Focusing arms control upon reductions to nice round numbers like "1,000 deployed warheads" or somesuch may have political appeal, but we should be careful to ensure that anything we contemplate is actually driven by serious thinking about what deters whom from doing what, why this is, and how confident we feel we can be in such conclusions. At any rate, it seems to me that simply proceeding on autopilot toward more numerically-fixated bilateralism is a dead end.
So much for "impediment." What about "distraction"? My guess is that the best arms control "bang for the buck" lies not in chasing additional numerical limits but in improving transparency and strategic confidence. To my eye, today's key strategic relationship problems have less to do with numbers than with concerns about plans, intentions, and understandings.
Chinese strategic programs, for instance, have become a factor affecting U.S. and Russian strategic planning not primarily because of what Beijing has but because of uncertainty about where Beijing is going, and how Chinese leaders really think about nuclear deterrence and other key strategic questions. As the only Nuclear Nonproliferation Treaty (NPT) nuclear weapons state to be building up its nuclear arsenal – and by far the least transparent of the five about nuclear matters – China is becoming strategically disruptive principally because it is not clear what this all means. Its forces aren't really the problem, at least not yet. Rather, it's uncertainty about Beijing's trajectory that elicits suspicion and "hedging" strategies.

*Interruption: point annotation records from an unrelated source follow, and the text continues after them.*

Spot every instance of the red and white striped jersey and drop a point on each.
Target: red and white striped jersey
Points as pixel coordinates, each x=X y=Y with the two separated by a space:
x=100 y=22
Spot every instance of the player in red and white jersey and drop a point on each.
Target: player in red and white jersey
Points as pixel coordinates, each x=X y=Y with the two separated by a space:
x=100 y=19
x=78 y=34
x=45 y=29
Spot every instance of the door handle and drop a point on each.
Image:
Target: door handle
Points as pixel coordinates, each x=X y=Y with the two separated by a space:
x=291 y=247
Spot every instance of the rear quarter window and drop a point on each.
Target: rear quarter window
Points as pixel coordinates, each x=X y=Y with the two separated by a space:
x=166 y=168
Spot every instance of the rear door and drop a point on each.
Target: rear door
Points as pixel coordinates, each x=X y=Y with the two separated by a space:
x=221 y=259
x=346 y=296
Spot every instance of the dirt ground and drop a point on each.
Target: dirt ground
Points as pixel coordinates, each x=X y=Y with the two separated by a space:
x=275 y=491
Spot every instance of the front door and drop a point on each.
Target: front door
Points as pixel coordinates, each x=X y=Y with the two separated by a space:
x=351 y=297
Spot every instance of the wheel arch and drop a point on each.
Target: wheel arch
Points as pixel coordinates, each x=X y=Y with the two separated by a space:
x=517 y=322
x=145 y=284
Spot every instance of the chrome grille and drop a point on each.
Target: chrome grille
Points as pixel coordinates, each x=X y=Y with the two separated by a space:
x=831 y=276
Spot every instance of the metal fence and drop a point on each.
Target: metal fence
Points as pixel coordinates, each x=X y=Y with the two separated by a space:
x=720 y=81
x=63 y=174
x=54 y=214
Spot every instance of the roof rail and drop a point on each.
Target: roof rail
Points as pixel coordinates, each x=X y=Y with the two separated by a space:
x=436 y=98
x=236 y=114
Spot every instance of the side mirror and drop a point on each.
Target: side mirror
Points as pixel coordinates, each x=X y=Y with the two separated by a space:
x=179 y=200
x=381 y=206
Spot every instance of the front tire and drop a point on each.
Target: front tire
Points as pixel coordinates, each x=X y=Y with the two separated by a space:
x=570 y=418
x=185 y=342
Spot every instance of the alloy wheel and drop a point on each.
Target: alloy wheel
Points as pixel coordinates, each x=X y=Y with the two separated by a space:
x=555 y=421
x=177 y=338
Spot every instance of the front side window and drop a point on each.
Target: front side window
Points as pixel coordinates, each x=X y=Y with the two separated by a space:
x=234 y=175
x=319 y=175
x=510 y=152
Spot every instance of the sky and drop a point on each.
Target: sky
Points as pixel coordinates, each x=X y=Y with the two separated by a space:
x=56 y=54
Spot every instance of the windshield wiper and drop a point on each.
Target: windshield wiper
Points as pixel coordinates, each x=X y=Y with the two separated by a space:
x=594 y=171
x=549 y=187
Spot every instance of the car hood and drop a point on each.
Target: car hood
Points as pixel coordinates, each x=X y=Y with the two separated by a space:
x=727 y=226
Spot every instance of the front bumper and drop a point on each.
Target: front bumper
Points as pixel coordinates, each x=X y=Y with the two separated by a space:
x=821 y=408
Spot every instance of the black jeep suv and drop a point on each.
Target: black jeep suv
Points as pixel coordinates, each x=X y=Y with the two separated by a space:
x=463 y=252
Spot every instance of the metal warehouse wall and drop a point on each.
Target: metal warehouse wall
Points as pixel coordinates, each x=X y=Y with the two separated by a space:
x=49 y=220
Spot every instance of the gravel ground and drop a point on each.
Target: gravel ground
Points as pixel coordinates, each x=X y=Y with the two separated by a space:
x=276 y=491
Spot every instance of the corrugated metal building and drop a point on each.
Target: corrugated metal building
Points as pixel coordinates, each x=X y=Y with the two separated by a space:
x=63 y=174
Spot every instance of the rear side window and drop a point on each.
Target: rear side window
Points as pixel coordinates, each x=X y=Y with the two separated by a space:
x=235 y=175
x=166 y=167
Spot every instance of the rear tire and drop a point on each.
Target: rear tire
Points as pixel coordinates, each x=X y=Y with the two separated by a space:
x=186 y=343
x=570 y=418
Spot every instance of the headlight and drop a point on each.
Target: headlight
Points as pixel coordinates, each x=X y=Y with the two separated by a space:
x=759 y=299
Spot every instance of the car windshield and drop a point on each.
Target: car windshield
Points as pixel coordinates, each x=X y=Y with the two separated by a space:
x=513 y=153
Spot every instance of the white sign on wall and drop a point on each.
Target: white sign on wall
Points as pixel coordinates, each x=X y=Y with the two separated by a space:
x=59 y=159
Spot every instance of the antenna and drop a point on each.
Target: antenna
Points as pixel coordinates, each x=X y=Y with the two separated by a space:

Something of the same sort of undertainty-destabilization argument could be made about Russian and Chinese claims to fear U.S. anti-ballistic missile or "conventional prompt global strike" programs – which is basically the point that Sergey [Rogov] just made. Or in connection with U.S. concerns over what has been described by the U.S. Strategic Posture Review Commission as "apparent" Russian yield-producing nuclear tests.
It may be that the most productive arms control agenda is to try to shine more light on the issues that create strategic worry, and which drive force planners into "erring" higher than would otherwise be the case. In some cases, the truth may be reassuring. In others, perhaps not. I have no illusions that it will be possible to dispel all the ghosts that haunt strategic planning cells around the world, but why not dispel those that can be?
Under present conditions – when our numbers have already come down to a small fraction of Cold War levels and we wrestle principally with how little we can get away with retaining – such uncertainties probably have more impact upon stability than whether or not Russo-American force levels are adjusted down another notch. (These uncertainties may, in fact, help preclude further such adjustments anyway.) Rather than simply plunging robotically ahead into yet another round of numerically-fixated confrontational bargaining, why not do what we can to reduce these uncertainties? For these reasons, I suspect that the next strategic arms deal would do better to focus more on transparency and confidence-building – or perhaps on the kind of norm-building "rules of the road" approach Ted [Warner] discussed in his presentation – than on force limits.